# **Karaoke Scoring System**

### **Overview:**
The Karaoke Scoring System is meticulously designed to evaluate a user's singing performance against an original track. Utilizing advanced audio processing techniques and alignment strategies, it delivers precise and insightful scoring, ensuring users gain deep insights into their performance.

### **KaraokeData:**
At the core of our system is the `KaraokeData` class, serving as the single access point for essential data for a particular song: the original singer's audio, the instrumental track, and synchronized lyrics. Beyond just storage, this class adeptly parses lyrics into a structured format, ensuring time-specific lyric extraction, which is paramount for aligning user feedback with distinct moments in the song.

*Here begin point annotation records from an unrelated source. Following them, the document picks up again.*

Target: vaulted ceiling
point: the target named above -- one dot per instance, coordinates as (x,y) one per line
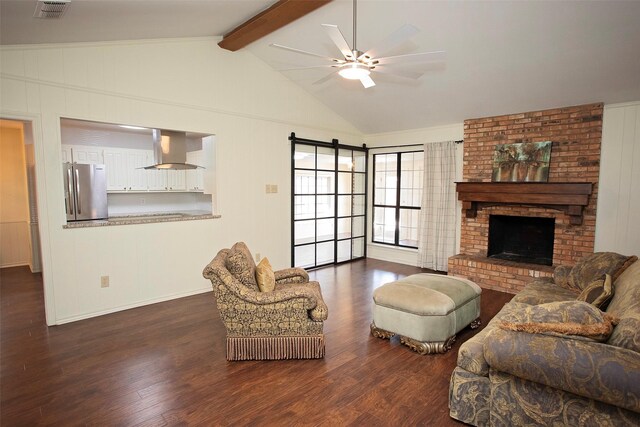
(502,57)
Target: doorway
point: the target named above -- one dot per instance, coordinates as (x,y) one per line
(328,202)
(20,243)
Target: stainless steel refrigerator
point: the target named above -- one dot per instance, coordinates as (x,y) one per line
(85,191)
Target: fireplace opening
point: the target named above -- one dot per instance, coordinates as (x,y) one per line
(521,239)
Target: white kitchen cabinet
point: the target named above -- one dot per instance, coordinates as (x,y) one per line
(195,177)
(115,162)
(156,180)
(136,176)
(82,154)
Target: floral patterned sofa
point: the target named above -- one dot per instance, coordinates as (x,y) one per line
(510,374)
(285,323)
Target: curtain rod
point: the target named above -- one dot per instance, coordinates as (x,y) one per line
(460,141)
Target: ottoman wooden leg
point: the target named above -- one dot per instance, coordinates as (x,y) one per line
(476,323)
(421,347)
(380,333)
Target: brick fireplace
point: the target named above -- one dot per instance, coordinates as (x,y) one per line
(575,158)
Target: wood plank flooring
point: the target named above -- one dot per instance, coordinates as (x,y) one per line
(164,364)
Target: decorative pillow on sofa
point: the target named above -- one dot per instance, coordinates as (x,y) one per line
(240,264)
(595,266)
(563,318)
(598,293)
(265,276)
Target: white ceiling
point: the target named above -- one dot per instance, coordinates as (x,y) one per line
(502,57)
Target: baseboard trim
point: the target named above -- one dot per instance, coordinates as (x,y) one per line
(129,306)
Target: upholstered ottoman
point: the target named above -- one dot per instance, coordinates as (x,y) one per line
(426,310)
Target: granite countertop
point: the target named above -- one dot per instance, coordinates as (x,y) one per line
(146,218)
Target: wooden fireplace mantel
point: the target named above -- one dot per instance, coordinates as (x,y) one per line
(570,197)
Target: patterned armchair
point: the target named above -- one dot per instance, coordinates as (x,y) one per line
(585,373)
(283,324)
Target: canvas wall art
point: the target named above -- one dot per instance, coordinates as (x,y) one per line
(522,162)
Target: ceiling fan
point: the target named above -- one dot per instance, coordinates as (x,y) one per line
(357,65)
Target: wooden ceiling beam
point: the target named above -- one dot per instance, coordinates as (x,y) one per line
(277,16)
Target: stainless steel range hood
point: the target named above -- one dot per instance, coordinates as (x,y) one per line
(170,150)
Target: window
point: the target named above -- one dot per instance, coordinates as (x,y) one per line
(397,197)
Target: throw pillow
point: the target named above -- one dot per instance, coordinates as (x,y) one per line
(241,265)
(265,276)
(596,265)
(598,293)
(565,318)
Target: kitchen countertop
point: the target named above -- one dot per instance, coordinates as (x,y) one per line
(147,218)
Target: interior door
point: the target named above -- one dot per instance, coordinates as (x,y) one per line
(328,203)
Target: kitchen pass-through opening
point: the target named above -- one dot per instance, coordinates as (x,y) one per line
(521,239)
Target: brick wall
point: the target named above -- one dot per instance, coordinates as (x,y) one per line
(576,134)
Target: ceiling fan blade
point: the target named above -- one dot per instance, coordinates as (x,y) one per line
(325,78)
(367,82)
(412,57)
(394,39)
(338,39)
(306,68)
(304,52)
(401,73)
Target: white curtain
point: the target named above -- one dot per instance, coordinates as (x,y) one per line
(437,228)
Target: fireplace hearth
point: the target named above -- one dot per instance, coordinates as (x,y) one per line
(521,239)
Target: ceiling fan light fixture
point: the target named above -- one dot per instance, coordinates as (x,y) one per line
(354,71)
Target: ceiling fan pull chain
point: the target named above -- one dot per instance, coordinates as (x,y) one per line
(355,14)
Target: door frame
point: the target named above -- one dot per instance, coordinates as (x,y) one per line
(34,121)
(334,144)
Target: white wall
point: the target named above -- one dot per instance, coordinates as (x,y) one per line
(416,136)
(188,84)
(617,225)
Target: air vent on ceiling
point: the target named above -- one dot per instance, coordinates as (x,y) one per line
(51,9)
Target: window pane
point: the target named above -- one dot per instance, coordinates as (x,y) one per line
(304,207)
(358,248)
(325,207)
(409,227)
(389,192)
(384,225)
(358,226)
(304,182)
(344,228)
(358,205)
(344,183)
(359,161)
(326,158)
(345,161)
(344,205)
(358,183)
(304,232)
(325,229)
(324,182)
(305,156)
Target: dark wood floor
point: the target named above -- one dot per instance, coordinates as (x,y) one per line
(165,364)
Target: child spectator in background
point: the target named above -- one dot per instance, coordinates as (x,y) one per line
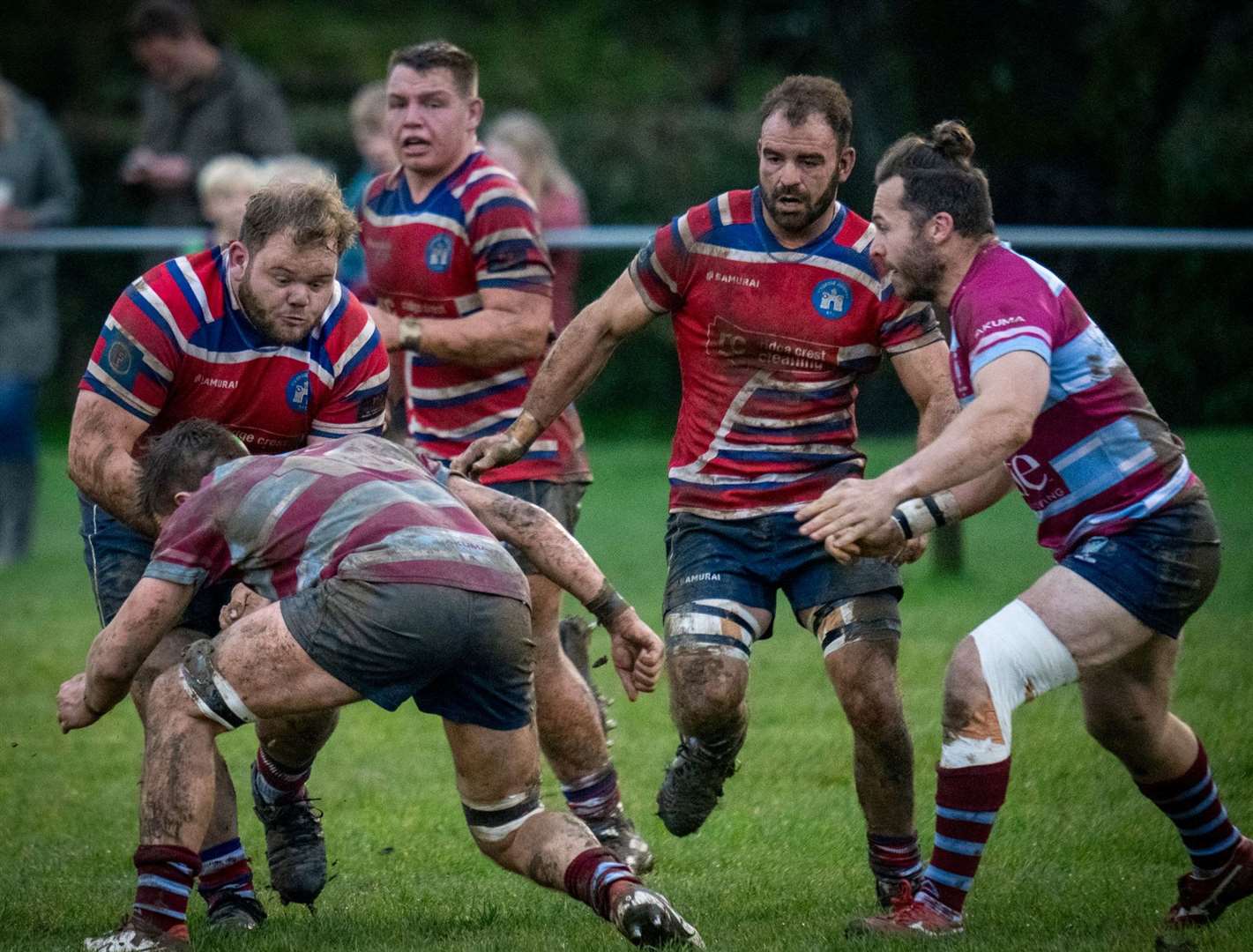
(368,113)
(223,188)
(520,142)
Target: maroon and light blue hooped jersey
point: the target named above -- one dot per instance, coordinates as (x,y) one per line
(1099,456)
(359,508)
(476,229)
(771,345)
(177,345)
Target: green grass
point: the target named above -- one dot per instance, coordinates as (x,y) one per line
(1078,860)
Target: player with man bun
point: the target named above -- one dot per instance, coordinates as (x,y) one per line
(1051,407)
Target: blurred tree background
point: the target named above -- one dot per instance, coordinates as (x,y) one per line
(1100,112)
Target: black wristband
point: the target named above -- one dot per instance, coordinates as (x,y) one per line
(902,523)
(607,604)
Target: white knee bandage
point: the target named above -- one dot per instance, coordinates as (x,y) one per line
(1021,659)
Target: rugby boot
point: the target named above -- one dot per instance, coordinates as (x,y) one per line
(646,919)
(137,934)
(235,913)
(692,785)
(295,848)
(889,887)
(616,835)
(920,917)
(1203,900)
(575,636)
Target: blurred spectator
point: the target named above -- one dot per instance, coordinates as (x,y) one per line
(223,187)
(368,115)
(520,142)
(199,101)
(36,190)
(295,168)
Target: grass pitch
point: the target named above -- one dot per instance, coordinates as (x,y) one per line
(1078,859)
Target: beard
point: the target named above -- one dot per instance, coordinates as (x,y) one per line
(265,318)
(796,220)
(919,272)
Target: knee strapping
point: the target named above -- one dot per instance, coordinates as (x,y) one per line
(720,624)
(862,618)
(1021,659)
(211,692)
(494,822)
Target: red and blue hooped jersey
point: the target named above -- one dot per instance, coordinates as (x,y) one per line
(1099,457)
(177,345)
(476,229)
(771,345)
(360,508)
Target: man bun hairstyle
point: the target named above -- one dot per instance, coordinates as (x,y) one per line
(312,211)
(179,458)
(440,54)
(801,97)
(940,175)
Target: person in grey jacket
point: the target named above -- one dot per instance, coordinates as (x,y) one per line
(201,100)
(36,190)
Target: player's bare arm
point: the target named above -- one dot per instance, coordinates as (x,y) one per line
(579,354)
(511,329)
(923,372)
(637,651)
(1009,393)
(148,614)
(101,435)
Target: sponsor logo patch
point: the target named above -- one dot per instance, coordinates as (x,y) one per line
(298,391)
(439,253)
(832,298)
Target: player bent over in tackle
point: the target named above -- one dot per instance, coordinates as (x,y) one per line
(1047,395)
(387,586)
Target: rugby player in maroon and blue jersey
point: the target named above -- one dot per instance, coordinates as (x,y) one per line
(777,312)
(381,580)
(1049,406)
(464,285)
(257,336)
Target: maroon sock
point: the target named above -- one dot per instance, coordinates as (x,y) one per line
(166,877)
(1193,805)
(966,803)
(893,857)
(591,874)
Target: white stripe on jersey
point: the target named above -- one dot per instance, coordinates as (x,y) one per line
(193,281)
(464,389)
(482,173)
(149,357)
(503,234)
(449,225)
(127,398)
(491,194)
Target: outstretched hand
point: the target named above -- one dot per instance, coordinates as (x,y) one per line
(485,454)
(71,710)
(848,511)
(637,653)
(243,601)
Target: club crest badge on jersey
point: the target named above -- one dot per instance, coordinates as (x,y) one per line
(832,298)
(439,253)
(298,392)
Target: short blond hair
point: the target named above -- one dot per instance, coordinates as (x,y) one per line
(313,212)
(228,173)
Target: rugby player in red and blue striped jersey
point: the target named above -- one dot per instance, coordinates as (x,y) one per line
(464,285)
(383,580)
(259,337)
(1051,407)
(777,312)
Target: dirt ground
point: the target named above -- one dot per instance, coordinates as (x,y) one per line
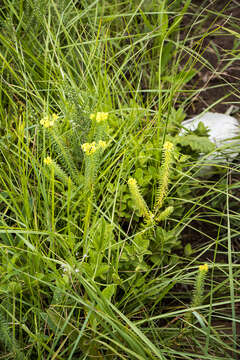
(219,80)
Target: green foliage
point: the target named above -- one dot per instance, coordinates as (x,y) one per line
(88,268)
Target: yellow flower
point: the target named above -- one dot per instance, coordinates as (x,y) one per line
(48,121)
(99,116)
(54,117)
(168,146)
(203,268)
(132,182)
(47,161)
(102,144)
(89,148)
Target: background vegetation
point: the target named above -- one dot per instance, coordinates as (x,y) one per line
(94,265)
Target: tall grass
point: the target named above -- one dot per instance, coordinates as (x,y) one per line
(82,275)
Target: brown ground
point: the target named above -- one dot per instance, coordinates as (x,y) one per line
(220,77)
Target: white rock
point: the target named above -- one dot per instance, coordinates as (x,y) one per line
(222,129)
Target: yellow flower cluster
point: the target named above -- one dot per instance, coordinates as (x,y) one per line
(91,148)
(203,268)
(132,182)
(48,161)
(168,146)
(99,116)
(48,121)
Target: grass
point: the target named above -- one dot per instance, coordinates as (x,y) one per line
(83,276)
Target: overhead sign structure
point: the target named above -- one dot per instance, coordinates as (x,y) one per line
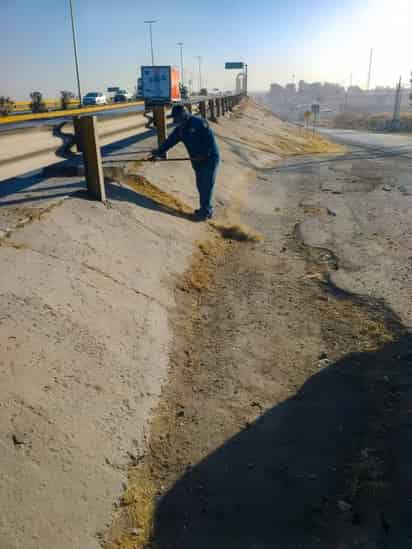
(234,65)
(160,84)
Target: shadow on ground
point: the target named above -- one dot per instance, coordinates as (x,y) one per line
(276,483)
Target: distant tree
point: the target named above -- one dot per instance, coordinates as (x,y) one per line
(65,97)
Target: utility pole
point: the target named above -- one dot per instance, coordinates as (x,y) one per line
(76,60)
(180,44)
(396,119)
(347,94)
(150,22)
(370,70)
(199,58)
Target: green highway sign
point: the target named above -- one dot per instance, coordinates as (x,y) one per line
(234,65)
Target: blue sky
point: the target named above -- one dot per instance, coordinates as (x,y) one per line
(315,40)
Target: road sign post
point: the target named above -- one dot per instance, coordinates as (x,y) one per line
(315,111)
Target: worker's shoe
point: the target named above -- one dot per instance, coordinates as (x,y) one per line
(202,215)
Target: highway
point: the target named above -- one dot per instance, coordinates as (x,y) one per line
(378,143)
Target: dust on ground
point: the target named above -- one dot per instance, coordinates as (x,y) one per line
(271,428)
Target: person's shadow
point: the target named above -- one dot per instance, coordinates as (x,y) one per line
(276,483)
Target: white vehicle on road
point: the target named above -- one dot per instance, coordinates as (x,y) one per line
(94,98)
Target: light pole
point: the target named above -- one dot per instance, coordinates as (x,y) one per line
(75,53)
(150,23)
(180,44)
(199,58)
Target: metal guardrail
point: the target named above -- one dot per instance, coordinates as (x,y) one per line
(87,138)
(66,113)
(86,134)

#### **Utilization Within KaraokeData:**
- The **original singer's audio** sets the standard for user performance comparisons.
- The **instrumental track** is instrumental in audio preprocessing, aiding in identifying and attenuating background noises.
- **Synchronized lyrics** enhance the user experience, providing context to the feedback and ensuring precision in alignment.

### **AudioPreprocessor:**
The `AudioPreprocessor` class refines the user's audio through:
1. **Normalization**: Adjusting the audio to have zero mean and unit variance.
2. **Silence Trimming**: Removing any leading and trailing silences from the user's audio.
3. **Spectral Gate**: Filtering out frequencies below a threshold, significantly reducing low-level noise.
4. **Adaptive Noise Reduction**: Harnessing the instrumental track to pinpoint and eliminate background noise from the user's audio.
5. **Voice Activity Detection (VAD)**: Spotting segments where the user is actively singing, ensuring the vocal's prominence over potential background disturbances.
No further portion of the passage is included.